Businesses prioritize profits over people, to sometimes deadly outcomes.
Races subjugate other races.
Churches close their doors to people based on orientation, or keep certain persons voiceless. Or keep silent in the face of wrongdoing.
I dehumanize too. I dehumanize what scares me when I stereotype the homeless person on the street corner, or blame a victim of violence. Or write somebody off as a hopeless cause.
Are we depressed yet?
I’m spending a lot of time on what’s wrong here because it’s important we not let the impact of it slip away from us. As people motivated by love, it can be difficult to point fingers of judgment at our behaviors and others’.
I never felt the weight of the immorality in this story before. But its weight doesn’t stop with these players. The same brokenness and shameful behavior pervades our human relations still. To lesser and greater degrees we may participate in that. To understand the impact of what Christ means, and what Christ accomplished we must, we must, understand the destructiveness of the choices we can make. His grace is not cheap. When we gloss over our sin, we can’t understand our need for his justice and mercy.

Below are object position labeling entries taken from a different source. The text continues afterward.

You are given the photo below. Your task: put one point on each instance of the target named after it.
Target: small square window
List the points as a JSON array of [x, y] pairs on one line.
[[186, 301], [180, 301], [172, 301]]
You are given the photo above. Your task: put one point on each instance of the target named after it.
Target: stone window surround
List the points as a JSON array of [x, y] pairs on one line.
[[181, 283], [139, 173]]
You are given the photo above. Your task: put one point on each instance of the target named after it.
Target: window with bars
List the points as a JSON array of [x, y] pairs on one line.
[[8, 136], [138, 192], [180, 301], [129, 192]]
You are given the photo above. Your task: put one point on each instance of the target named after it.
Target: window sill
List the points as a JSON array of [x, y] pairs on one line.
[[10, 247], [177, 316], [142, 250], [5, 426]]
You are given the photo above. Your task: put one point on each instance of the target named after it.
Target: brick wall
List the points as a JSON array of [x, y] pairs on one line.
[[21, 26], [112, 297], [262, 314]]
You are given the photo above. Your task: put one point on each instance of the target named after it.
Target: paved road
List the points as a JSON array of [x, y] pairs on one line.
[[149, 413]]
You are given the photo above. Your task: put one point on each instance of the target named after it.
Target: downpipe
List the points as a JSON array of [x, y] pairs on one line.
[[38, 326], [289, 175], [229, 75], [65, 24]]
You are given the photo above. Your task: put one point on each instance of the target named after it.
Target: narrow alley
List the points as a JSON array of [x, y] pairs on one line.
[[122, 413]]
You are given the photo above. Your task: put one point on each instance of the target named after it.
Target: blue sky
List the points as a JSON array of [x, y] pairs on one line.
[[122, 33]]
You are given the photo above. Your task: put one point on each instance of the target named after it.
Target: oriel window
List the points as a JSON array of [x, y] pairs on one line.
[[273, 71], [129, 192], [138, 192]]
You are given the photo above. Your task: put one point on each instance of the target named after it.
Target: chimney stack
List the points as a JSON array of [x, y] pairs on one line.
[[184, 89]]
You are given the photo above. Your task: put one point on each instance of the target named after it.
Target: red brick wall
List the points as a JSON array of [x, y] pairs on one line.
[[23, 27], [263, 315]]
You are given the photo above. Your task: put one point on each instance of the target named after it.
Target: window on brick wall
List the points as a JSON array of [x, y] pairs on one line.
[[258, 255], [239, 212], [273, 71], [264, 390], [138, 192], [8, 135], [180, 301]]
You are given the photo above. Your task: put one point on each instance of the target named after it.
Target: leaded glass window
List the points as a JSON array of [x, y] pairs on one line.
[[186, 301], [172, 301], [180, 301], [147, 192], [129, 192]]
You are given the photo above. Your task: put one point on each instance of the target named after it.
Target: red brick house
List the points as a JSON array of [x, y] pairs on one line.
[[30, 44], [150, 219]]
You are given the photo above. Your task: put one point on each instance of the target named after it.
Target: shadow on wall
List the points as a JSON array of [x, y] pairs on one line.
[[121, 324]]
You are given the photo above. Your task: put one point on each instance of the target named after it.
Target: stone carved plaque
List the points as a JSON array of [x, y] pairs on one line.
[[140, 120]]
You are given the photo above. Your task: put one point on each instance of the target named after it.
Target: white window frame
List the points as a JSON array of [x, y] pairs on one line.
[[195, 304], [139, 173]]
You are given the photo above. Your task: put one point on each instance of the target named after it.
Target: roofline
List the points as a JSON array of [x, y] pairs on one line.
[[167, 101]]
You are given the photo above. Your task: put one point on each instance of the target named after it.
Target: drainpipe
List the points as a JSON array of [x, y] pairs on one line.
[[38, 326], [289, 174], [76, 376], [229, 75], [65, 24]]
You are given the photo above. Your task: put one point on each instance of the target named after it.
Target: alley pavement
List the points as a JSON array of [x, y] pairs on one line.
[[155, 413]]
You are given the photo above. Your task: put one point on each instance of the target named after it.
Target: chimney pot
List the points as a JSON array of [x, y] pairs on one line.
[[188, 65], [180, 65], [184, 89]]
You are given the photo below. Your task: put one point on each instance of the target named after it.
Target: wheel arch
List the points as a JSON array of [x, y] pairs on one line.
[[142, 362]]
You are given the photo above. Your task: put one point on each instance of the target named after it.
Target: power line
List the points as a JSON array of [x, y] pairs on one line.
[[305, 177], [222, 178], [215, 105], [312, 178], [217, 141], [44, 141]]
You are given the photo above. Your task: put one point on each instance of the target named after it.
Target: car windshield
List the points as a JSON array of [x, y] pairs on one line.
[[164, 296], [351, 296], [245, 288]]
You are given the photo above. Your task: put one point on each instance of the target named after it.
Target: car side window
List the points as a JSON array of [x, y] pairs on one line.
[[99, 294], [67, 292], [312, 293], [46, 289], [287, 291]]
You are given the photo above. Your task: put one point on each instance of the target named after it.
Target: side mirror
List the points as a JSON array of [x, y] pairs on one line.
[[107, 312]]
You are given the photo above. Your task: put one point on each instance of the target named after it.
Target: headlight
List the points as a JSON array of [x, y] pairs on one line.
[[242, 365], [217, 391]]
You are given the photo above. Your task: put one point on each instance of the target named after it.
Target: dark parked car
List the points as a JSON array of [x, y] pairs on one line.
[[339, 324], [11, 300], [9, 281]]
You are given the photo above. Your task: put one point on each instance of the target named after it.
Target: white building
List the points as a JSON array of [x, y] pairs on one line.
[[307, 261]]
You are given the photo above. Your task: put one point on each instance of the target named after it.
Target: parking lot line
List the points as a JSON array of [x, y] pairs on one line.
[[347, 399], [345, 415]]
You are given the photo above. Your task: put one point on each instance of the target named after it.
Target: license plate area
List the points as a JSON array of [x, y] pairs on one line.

So, juxtapose this awful behavior with Jesus’ life, death, resurrection, and in particular, Sermon on the Mount. His message there: don’t retaliate; love your enemies. He blesses the poor and hungry and weak – no mention is even made of the shrewd. And, in the moment of his death, he forgave his murderers.
Looking at this story bravely causes us to see it for the terrible mess of human sin it is. Last week God was recognizable to us in the story because we have already met Jesus. This week we recognize sin because we’ve met Jesus, and his life stands in stark contrast to these behaviors, and the attitudes that motivate the behaviors.
The contrast of Jesus’ chosen powerlessness on the cross, non-violence in the face of attack, love for the outcast, generosity for the poor calls into judgment the behaviors of dominance in our reading, and in our lives – moving us to repentance and confession.
Deitrich Bonhoeffer said, “Cheap grace is the grace we bestow on ourselves. Cheap grace is the preaching of forgiveness without requiring repentance, baptism without church discipline, Communion without confession...Cheap grace is grace without discipleship, grace without the cross, grace without Jesus Christ, living and incarnate.”
Keep in mind, Bonhoeffer lived in Nazi Germany, under a church claiming to preach the Gospel while serving the ends of the Nazi party.
This story is not in and of itself redeemable with some trite moral or point. But, God, in mercy and justice, still wove it into the tapestry that brought forth Jesus. And, by its very contrast to Jesus, it stirs us to cry out to God for justice that sets free captives -- through the judgment of the wicked -- and mercy that redeems sinners. We need both.
And we live both into the world. Our indignation at injustice, our social action to elevate the marginalized, our daily attempts to reorient ourselves to an ethos of love, of non-violence, of Jesus-likeness – these make us Christians, and bring kingdom and God’s will to earth.
Here’s a question we can’t answer today, but face as a body of believers: what shape will we take, what actions will we take, who will we be if we make the choices – the repetitive choices – to live this way? How do we, as a new Christian community, trying to share God’s love in radical ways, also hold ourselves, and our fellow humans, accountable to the standard of love and humanity Jesus lived?
We are not hopeless. My friend, Father Kenneth Tanner writes, “no choice we make can defeat the mystery of sovereign love, no darkness can overcome the powerlessness of the crucified God.”
May we participate in spreading that love, in doing good, in modeling that powerlessness, transparently rooting out, repeatedly, our survivalist instincts to mirror the life and message of Jesus.
In the name of Father, Son, and Holy Ghost, Amen.